After 5 s of UV-O₃ exposure, the R_q value decreased to 0.75 nm, suggesting an initial surface smoothing, possibly due to the partial removal of loosely bound polymer chains. Further exposure to UV-O₃ for 10 and 30 s resulted in R_q values of 0.72 and 0.70 nm, respectively, indicating a gradual reduction in surface roughness. This trend continued with 60 s of UV-O₃ exposure, where the R_q value reached 0.66 nm, representing an ultra-smooth surface morphology. These results suggest that the UV-O₃ treatment effectively etched the P3HT surface, leading to the removal of superficial polymer layers and a reduction in surface roughness (Fig. 1b).

The hydrophilicity of the P3HT films was assessed by measuring the water contact angle (WCA) after various UV-O₃ exposure times (Fig. 1c). The initial WCA of the untreated P3HT film was 95.1°, reflecting the inherent hydrophobic nature of the P3HT surface due to the hydrocarbon chains. After 5 s of UV-O₃ treatment, the WCA remained largely unchanged at 95.0°, indicating a minimal alteration in the surface chemistry within this brief exposure period. However, as the exposure time increased to 10 s, a noticeable decrease in the WCA to 91.3° was observed, suggesting the initiation of oxidative processes that introduced hydrophilic functional groups, such as hydroxyl or carbonyl groups, on the polymer surface. Continued exposure for 30 and 60 s led to further reductions in WCA to 88.6° and 79.3°, respectively. This progressive decrease in the WCA confirms the increased hydrophilicity of the P3HT surface with prolonged UV-O₃ exposure (Fig. 1d). The enhanced hydrophilicity is attributed to the oxidation of the P3HT chains and the introduction of polar groups, which increases the surface energy of the P3HT film.

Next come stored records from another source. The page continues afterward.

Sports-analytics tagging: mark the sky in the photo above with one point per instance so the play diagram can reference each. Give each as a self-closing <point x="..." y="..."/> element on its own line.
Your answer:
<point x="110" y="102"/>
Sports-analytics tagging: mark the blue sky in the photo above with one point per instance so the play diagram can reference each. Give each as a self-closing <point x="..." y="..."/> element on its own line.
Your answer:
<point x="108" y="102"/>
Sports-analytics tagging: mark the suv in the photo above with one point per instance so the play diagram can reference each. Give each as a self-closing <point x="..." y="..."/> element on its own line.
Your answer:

The impact of the UV-O₃ treatment on the molecular order and conjugated length of the P3HT films was investigated using UV-Vis absorption spectroscopy (Fig. 2a–d). Fig. 2a shows the UV-Vis absorption spectra of the P3HT films subjected to varying durations of UV-O₃ exposure. The UV-Vis spectra exhibited characteristic absorption bands, corresponding to the electronic transitions in P3HT, with notable peaks at the (0-0) and (0-2) transitions. Brown et al. demonstrated that the latter structure can be assigned to interchain absorption from highly ordered domains.³⁵ The intensity of this signal depends on the regioregularity of the polymer and the packing of the P3HT chains. As the UV-O₃ exposure time increased, a progressive decrease in the overall spectral intensity was observed, particularly in the region corresponding to the π–π* (0-2) transition. This decrease in the absorption intensity can be attributed to the partial decomposition of the polymer chains, likely due to the oxidative etching process induced by UV-O₃. The gradual reduction in the P3HT film thickness, as shown in Fig. 2c (right axis), further supports this observation. The reduction in thickness from 60 nm (untreated) to approximately 45 nm after 60 s of UV-O₃ exposure suggests the removal of the material from the surface. Additionally, the normalized absorption spectra in Fig. 2b reveal a shift in the (0-2) transition peak, indicating a change in the molecular ordering or conjugation length within the P3HT film. This shift is quantitatively summarized in Fig. 2d, where a systematic blue shift in the (0-2) peak is observed with increasing UV-O₃ treatment time, suggesting a reduction in the conjugation length due to chain scission.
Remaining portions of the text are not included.